Saturday, March 14, 2009

From an Anxious Mind



The plot thickens, as it were. I began to explore my fundamental nature at home now. I considered how much more catastrophic this could become for me. Would my soul be intact? This was a call to arms.








Home, to be at home; transcendent as the promise of spring. I'm just euphoric! At once afrenzy with delirious emotion but still strangely ambivalent. A sense of urgency ad persistent anticipation hangs ominously in the air here. A life of regimen and supervision, for all my resistance in the hospital, seems now indispensable; at home without a net. A version of X-games: Neutropenic cancer patient goes home. A little neurotic, I know, that's why they sent me home with anti-anxiety medication. Its convergence comes with a welcome respite, no matter what madness I can imagine.



Some stripes never come off, even with chemo. Anxiety is my affliction and my salvation, in fact, I'm not sure its not my best character trait. It's has provided some really good entertainment for the nurses at UNC at my expense, a little comic relief watching me struggle. Nevertheless, it has served me well and the acute self-awareness and anxious persistence I torture myself with has helped me survive. At least Ive kept my wits about me, hopefully, not at everyone's expense.



Aside from being sent home, there's not much to report. Ironically, the significance of this only really demonstrates the versatility of the doctors. My status is as excruciatingly unchanged as the length of my hair. I continue to recover from two consecutive rounds of chemotherapy. My immune system is non-existent. My bone marrow isn't producing any of the blood components essential to protect me from an infectious environment. So, operating on the assumption that you don't always get better in the hospital, I can stay at home to recover provided I can stay fever free until my imminent biopsy. After which, it will be determined what strategy will be employed in the weeks to come to prepare for transplant.Nel and I are always reticent of our infatuation with hope, we have to resist it all the time. For now, we won't speculate on the direction of my treatment.
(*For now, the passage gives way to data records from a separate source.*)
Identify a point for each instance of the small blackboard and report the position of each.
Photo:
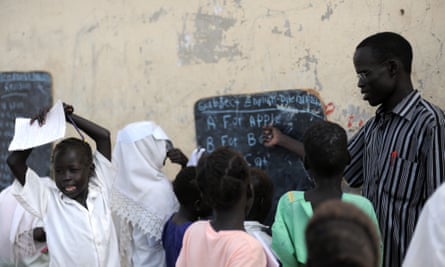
(237, 121)
(22, 94)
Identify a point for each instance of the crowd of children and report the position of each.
(118, 208)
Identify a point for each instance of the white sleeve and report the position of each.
(33, 196)
(105, 172)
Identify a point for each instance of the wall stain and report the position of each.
(328, 13)
(286, 31)
(155, 16)
(207, 43)
(309, 62)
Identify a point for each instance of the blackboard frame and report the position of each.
(23, 94)
(237, 121)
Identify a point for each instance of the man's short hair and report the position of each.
(387, 45)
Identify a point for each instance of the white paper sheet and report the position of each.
(28, 135)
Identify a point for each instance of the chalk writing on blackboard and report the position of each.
(237, 121)
(22, 94)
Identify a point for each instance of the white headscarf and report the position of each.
(142, 194)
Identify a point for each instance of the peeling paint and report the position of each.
(155, 16)
(328, 13)
(311, 62)
(206, 44)
(286, 32)
(355, 117)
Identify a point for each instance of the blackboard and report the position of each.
(237, 121)
(22, 94)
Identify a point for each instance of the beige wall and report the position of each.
(123, 61)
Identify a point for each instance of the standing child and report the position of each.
(143, 197)
(191, 209)
(75, 211)
(263, 191)
(326, 156)
(341, 234)
(223, 178)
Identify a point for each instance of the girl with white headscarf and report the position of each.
(143, 198)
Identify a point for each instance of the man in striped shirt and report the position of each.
(398, 155)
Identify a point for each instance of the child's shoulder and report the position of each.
(292, 196)
(358, 200)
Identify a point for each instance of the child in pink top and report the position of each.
(223, 178)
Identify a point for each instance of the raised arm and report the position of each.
(273, 136)
(17, 163)
(99, 134)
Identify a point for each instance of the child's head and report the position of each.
(326, 152)
(223, 178)
(187, 192)
(263, 191)
(340, 234)
(72, 166)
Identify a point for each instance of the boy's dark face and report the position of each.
(374, 80)
(72, 173)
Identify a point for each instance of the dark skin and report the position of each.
(386, 83)
(69, 166)
(233, 218)
(177, 156)
(326, 188)
(274, 137)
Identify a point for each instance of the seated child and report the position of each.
(191, 209)
(75, 210)
(341, 234)
(223, 178)
(262, 202)
(326, 156)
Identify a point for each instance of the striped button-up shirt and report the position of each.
(398, 157)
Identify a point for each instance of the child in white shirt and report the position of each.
(75, 210)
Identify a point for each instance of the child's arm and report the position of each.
(273, 136)
(17, 163)
(176, 156)
(99, 134)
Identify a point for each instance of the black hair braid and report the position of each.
(222, 176)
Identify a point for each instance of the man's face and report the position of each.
(374, 80)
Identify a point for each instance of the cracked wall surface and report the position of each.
(123, 61)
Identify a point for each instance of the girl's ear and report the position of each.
(306, 163)
(92, 168)
(250, 196)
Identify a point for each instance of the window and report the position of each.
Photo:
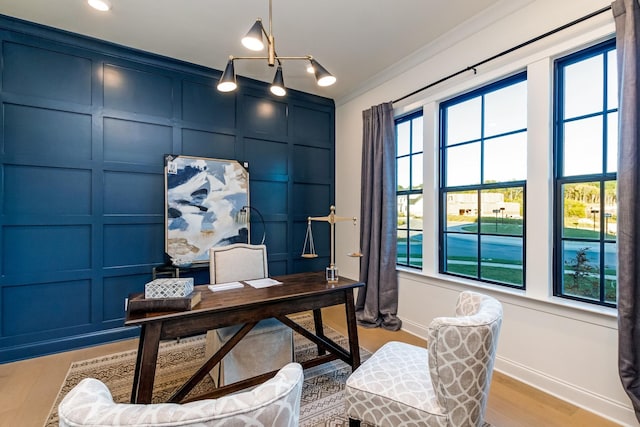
(586, 142)
(409, 179)
(483, 170)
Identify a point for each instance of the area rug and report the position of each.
(322, 393)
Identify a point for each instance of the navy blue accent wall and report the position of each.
(85, 125)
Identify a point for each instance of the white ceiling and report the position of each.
(356, 40)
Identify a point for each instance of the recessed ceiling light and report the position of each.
(101, 5)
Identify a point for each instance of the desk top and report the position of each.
(294, 287)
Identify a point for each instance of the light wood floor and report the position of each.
(28, 388)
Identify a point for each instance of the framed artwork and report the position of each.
(204, 200)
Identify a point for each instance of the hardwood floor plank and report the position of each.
(28, 388)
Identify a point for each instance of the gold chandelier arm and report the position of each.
(283, 58)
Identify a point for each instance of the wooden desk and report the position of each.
(299, 292)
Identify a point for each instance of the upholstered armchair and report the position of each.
(273, 403)
(445, 384)
(269, 345)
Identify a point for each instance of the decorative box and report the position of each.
(169, 288)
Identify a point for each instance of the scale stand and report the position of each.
(332, 218)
Home brings new immediacy, both revelatory and provocative; that while alone without distractions can leave me raw and enervated, and since pacing isn't an option for now, I'm compelled to write innocuous observations amidst MSNBC on TV, and the stereo on shuffle mode, loud enough to let the neighbors know I'm home and alive. Observations about my experience at no particular time, revelry in some effort to codify the reality of one or another moment. To give context to what, at times, seems so unreal. This experience has catapulted me to a whole new level of anxiety; translating unfettered streams of conscience. Although cathartic, it's more easily considered than done, and not without the dread that accompanies self-indulgence performed in public. For the intolerant; these things(I mean your computer) comes with a delete button.



Kierkegaard was an existential and transcendental influence for me many years ago. I quoted him yesterday to a friend, a fragment of an oft remember line ..."the sweet confection of possibility"... Right now or even then I can't recall the context in what specifically. For me, this simple fragment embodies the transcendental nature of choice alternatively absolute and abstract. A reconciliation not to be gnawed on with gnashed teeth in futile discontent, but to revel in delectable anticipation, fanciful and resolute. Tom Jackson; cancer patient, not who I am, just what I've been doing lately.



I've been single minded in my effort to battle cancer in me and for any others I have the strength to advocate for. And yet does cancer define? I've only just now begun to embrace it. The inexorable specter of tragedy, its destructive path through humanity. This is a battle with a history of indifference and death. A battle I know I don't fight alone, whose carrion call I answer with optimism and perseverance; transcendent with the "sweet confection of possibility".



Thank you for thoughts and support. Remain generous and charitable to others as you have been to and Nel. And to my Nel ...forever and ever.